C'est particulièrement le cas à Paris, où se sont mis, en quelques années (grosso modo depuis l'arrivée de Bertrand Delanoë à la mairie de Paris), à pulluler les brunchs, les commerces alimentaires bio, les Vélibs, et autres lofts retapés dans le 11e arrondissement. Alors si vous avez encore un doute sur votre propre identité bobo (ou non-bobo), on vous propose 15 signes qui permettent de différencier à coup sûr le bobo de celui qui ne l'est pas !
1. Le bobo vote à gauche, mais place son argent à droite
C'est un peu le dilemme, ou l'équilibre difficile à réaliser pour le bobo, qui reste malgré tout un bourgeois, et s'efforce de vivre d'une manière confortable, de se trouver un travail rémunérateur et porteur, de donner à sa progéniture l'éducation qui lui permettra de réussir dans l'existence, et de conserver un niveau de vie au moins égal à celui de ses parents. Le bobo vote à gauche (la gauche socialiste principalement), prétend défendre l'égalité des conditions sociales (alors que sa démarche individuelle montre plutôt le contraire), réhabilite les quartiers populaires de la capitale en s'y installant avec sa famille (en négligeant toutefois le fait qu'il contribue à élever le niveau moyen des loyers de ces quartiers), mais sans aller toutefois jusqu'à envisager que ses enfants deviennent eux-mêmes des prolos.
Comme on le voit, le subtil compromis entre la part de bohème et celle de bourgeoisie est difficile à faire chez le bobo ! Gardons-nous toutefois de faire son procès, comme bien d'autres n'ont pas manqué de le faire à notre place (principalement dans les rangs de la droite), car le bobo semble porté par des idéaux très respectables d'égalité, de brassage culturel et de tolérance ethnique.

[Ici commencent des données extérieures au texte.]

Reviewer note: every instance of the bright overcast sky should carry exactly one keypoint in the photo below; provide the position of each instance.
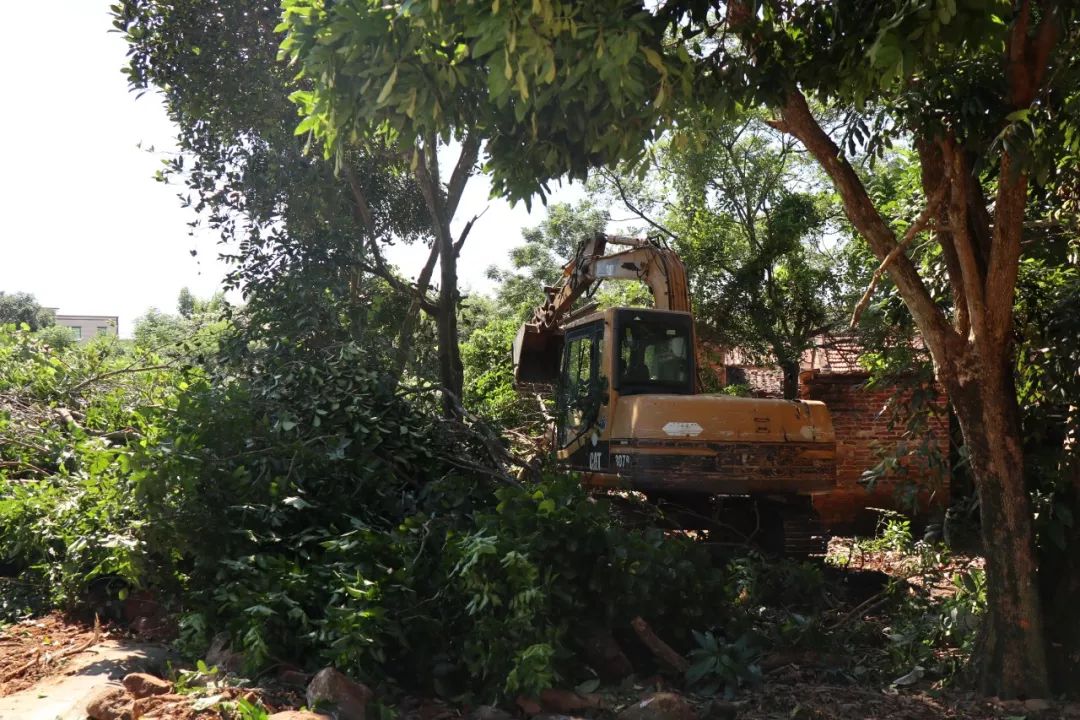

Il a toutefois du mal à être toujours en harmonie dans sa vie et sa manière d'agir avec ces idéaux très exigeants.
2. Le bobo est le petit prince de la "société de l'information"
Alors que la bourgeoisie traditionnelle a trouvé la voie de sa réussite dans un secteur économique plus classique (banque, industrie, assurance, commerce), le représentant de la nouvelle bourgeoisie a résolument embrassé la voie de la modernité, et est entré de plein pied dans le 21e siècle en se faisant, informaticien, chargé de com', journaliste, ou vendeur de produits bio. Il peut aussi avoir suivi un cursus plus culturel et plus intellectuel, pour devenir professeur (mais de préférence à l'université). Le bobo est finalement l'homme nouveau, au coeur de la 3e grande révolution économique de la civilisation occidentale (celle de l'information et de la tertiarisation des activités économiques), après celle du charbon, puis du pétrole et de l'électricité.
On peut comprendre son intérêt pour les échanges et son rêve d'un monde rendu plus humain et plus tolérant grâce à internet et aux smartphones. Cependant, il a négligé le fait que ces technologies peuvent aussi être mises au service du terrorisme et de la barbarie, et que leur apparition a aussi créé une fracture (la fameuse "fracture numérique",) entre les détenteurs d'un savoir d'utilisation et ceux qui en sont dépourvus.
3. Le bobo est un adepte de la fête et de la "société conviviale"
Le concept de convivialité, empruntée au philosophe Ivan Ilitch, a été quelque peu galvaudé, mais il continue de désigner malgré tout l'idée de rapports sociaux plus humains et moins conflictuels, fondés sur la tolérance et la curiosité pour l'autre. Mais le bobo a abandonné ainsi l'utopisme d'une société sans classes de type communiste, au profit d'une éthique de bon aloi (qui n'engage finalement pas à grand chose et évite les bouleversements sociaux trop dérangeants pour lui), et il considère que ce sont à la fois les nouvelles technologies et les grands rassemblements festifs et populaires qui permettront de parvenir à l'harmonie universelle.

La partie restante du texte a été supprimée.